Of course, for me, that took 8 hours or so. It seems that next week's 65 mile ride might just barely be possible.
The zebras were out this week!
Stay tuned for next week's big ride. Hopefully I'll make it back from my trip to Denver.
Well, I've been doing OK on working up to the century. My plan was to do the metric century (only 65 miles) because I'm so dang slow and there aren't enough hours in the day. Today, I did 45 miles (10 more than last week). If I add 10 miles next week and can do another 10 the following week, then I can do the century. Here's my chart of distances so far this year:
(Green is biking, yellow is walking, red is kayaking. A drop off in the others was to be expected, I guess.)

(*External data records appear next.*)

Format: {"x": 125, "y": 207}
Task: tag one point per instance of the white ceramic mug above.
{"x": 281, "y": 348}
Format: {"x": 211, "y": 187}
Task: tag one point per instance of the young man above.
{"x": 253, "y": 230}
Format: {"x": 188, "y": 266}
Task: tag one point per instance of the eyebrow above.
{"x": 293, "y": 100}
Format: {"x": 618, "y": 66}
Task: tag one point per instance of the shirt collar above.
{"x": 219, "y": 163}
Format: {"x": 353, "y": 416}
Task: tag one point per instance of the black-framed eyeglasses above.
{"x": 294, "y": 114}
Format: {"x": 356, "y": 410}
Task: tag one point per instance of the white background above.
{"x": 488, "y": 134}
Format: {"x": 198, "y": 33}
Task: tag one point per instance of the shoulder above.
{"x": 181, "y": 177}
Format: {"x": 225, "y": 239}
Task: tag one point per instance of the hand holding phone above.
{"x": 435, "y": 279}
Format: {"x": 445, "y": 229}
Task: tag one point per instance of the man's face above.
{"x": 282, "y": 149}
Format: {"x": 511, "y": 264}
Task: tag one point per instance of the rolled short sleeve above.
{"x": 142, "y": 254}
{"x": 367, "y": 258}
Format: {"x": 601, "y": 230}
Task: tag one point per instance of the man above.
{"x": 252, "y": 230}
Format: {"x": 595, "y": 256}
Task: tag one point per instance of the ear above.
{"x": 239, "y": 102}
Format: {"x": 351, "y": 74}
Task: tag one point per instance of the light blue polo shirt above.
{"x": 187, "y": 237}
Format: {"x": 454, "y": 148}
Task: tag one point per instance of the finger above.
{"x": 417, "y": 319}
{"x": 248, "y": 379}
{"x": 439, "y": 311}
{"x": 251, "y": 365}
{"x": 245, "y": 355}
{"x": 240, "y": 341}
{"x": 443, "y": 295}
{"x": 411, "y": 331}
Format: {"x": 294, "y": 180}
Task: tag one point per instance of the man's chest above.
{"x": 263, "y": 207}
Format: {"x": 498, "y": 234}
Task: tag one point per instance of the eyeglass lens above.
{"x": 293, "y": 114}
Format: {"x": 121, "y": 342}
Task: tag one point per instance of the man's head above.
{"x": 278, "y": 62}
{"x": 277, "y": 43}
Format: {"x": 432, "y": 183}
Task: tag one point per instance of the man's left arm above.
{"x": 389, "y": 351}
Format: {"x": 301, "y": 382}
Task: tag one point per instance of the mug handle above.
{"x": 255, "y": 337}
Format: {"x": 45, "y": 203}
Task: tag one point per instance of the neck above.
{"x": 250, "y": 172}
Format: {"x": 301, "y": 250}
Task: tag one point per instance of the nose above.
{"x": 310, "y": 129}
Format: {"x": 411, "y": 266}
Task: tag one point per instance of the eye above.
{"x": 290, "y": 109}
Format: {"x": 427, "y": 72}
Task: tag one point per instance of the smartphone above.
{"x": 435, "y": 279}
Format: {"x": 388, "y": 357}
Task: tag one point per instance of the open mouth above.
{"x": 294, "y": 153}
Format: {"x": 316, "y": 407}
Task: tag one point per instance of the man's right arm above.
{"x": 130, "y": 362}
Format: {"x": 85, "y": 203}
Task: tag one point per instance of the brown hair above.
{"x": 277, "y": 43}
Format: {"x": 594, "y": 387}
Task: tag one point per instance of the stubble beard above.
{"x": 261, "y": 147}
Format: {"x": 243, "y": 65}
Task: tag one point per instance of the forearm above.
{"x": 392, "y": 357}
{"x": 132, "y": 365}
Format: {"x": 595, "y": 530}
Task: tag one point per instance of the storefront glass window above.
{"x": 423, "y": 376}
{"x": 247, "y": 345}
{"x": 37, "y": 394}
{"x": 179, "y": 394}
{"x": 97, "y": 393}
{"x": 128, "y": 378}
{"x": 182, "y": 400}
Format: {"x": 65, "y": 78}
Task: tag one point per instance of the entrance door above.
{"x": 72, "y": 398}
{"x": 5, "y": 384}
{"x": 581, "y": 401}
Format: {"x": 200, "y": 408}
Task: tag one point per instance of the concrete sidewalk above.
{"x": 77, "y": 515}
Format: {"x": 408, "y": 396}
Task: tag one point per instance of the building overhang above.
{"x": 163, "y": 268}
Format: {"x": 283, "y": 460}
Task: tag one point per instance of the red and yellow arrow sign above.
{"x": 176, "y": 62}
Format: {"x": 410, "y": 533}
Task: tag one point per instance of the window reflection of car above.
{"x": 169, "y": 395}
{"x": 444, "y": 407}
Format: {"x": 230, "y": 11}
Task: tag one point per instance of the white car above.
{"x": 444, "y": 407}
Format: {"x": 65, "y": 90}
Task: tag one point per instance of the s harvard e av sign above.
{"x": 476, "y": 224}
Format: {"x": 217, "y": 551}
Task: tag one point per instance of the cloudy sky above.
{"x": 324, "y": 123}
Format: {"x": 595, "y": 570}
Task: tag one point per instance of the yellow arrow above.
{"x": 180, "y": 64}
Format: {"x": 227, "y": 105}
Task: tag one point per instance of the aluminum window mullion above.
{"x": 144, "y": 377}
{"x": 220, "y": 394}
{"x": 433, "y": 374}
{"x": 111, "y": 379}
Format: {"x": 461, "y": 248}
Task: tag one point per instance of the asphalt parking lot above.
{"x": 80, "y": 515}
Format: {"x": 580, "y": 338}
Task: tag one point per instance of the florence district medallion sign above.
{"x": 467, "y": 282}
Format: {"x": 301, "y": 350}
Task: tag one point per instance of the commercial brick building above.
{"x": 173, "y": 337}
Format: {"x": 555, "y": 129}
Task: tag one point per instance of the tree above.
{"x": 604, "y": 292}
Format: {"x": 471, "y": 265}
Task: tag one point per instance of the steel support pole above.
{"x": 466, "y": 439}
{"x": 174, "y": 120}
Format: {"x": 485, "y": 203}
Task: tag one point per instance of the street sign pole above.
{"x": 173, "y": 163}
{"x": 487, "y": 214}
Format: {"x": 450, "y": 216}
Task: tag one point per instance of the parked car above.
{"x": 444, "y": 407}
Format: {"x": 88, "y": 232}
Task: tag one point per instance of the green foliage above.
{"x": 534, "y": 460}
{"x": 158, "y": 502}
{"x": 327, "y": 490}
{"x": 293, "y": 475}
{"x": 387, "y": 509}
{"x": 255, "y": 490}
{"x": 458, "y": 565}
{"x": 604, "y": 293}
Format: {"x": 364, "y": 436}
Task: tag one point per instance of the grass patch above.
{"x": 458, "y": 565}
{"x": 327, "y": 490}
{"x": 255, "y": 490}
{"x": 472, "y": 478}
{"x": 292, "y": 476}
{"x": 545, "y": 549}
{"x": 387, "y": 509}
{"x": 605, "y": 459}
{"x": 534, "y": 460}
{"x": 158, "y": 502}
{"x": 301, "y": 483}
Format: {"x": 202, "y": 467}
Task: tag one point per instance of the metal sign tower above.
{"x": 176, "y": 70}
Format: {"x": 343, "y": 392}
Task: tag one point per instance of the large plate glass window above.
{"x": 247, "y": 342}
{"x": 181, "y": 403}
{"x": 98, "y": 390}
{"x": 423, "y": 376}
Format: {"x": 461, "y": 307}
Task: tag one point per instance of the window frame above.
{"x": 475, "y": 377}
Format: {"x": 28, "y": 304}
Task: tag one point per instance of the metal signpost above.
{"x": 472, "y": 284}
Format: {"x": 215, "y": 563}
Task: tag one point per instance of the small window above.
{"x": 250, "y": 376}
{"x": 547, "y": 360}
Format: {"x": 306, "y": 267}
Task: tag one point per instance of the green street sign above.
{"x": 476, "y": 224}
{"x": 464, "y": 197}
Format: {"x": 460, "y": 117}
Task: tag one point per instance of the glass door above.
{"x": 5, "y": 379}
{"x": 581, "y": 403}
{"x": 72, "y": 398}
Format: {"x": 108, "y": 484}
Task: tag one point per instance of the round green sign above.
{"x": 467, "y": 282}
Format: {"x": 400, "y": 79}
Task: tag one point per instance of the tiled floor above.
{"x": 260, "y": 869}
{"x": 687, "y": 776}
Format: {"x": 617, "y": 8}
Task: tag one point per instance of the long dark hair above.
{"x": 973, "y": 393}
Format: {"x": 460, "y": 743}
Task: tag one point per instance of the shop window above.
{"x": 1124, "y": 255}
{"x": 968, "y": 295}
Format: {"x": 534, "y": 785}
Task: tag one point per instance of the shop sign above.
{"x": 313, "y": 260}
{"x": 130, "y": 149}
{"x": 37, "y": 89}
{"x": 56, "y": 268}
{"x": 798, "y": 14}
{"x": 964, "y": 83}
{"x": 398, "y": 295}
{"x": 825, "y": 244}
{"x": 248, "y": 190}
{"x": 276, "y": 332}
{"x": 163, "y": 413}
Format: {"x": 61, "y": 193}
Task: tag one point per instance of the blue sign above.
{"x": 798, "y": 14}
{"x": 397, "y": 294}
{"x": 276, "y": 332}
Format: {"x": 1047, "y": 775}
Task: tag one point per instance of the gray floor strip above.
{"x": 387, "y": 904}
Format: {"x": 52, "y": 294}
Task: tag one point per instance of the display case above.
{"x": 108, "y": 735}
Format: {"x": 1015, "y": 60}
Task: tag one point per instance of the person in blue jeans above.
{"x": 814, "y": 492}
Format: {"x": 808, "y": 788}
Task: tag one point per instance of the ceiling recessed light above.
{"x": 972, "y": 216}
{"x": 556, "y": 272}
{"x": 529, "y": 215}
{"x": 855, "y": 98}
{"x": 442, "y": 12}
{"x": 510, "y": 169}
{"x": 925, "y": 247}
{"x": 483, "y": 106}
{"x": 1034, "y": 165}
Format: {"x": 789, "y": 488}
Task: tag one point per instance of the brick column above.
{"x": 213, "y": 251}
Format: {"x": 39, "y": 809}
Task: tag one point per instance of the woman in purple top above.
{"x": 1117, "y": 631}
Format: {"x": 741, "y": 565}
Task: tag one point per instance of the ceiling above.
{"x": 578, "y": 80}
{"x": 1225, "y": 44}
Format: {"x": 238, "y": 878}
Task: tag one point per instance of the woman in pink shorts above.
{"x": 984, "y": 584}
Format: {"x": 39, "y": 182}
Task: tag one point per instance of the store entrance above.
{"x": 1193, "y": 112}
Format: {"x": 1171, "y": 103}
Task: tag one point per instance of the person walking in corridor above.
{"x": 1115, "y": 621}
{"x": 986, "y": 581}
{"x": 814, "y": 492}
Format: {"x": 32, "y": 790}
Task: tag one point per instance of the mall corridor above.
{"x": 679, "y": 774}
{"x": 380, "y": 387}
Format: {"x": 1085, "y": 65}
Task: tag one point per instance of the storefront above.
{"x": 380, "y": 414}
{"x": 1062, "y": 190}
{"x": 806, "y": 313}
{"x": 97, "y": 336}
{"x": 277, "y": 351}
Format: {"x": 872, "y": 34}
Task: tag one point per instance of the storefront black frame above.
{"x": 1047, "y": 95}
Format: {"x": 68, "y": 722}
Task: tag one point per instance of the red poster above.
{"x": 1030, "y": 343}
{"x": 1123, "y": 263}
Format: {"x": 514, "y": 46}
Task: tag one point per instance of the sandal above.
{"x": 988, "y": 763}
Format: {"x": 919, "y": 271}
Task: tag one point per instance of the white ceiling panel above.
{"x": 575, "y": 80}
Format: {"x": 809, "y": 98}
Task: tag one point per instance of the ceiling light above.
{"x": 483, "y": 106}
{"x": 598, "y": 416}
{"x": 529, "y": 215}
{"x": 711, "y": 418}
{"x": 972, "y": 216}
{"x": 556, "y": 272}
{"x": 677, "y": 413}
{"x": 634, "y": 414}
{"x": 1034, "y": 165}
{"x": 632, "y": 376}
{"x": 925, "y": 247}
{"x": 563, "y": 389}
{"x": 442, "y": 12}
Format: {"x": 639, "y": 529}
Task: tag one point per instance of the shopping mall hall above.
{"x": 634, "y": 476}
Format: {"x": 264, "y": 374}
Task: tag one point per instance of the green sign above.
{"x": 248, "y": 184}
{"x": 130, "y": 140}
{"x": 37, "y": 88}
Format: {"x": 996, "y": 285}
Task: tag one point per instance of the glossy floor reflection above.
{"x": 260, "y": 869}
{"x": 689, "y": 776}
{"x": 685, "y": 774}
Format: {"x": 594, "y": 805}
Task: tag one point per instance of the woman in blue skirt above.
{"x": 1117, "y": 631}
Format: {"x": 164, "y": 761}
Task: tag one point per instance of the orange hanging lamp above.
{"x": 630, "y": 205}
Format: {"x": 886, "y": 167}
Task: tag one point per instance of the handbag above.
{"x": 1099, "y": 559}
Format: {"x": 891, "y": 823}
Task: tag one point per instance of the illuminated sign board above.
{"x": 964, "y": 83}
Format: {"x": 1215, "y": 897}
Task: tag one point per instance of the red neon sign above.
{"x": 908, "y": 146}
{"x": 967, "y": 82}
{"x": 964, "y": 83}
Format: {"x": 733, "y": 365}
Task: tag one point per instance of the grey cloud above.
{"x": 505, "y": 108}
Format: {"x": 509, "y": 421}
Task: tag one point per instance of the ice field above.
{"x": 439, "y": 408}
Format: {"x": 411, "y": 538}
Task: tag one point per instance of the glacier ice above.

Sadly, though, I waited too long to sign up for the SLO Lighthouse Ride. I'm on a waiting list, but I'm kicking myself for putting it off. The motivation to get out and ride disappeared when I realized I probably won't get to do the organized ride. I have my fingers crossed, and if I can't do it, maybe I'll find another one.
But at least I got up and did my ride today.
Well I broke another spoke today, just a day after getting another spoke replaced.
I decided it was time to clean up my exercise act and get back on the bicycle. I'm going to work up to the Lighthouse Century.
And, of course, I immediately broke a spoke. I'd like to think it's the fates out to get me, but most likely my weight is just too much stress on this ole bicycle.
The sea fog here is terribly hard on the bike. Everything is rusting so quickly.
In spite of the dryness here, that walnut next door just seems to grow like crazy. I've cut it back once since I moved in, mostly because it was trying to puncture the roof of my shed. (Before I put a solid roof on it, it was just plastic. Take a look at the link and see how fast that walnut has been growing around the cactus.)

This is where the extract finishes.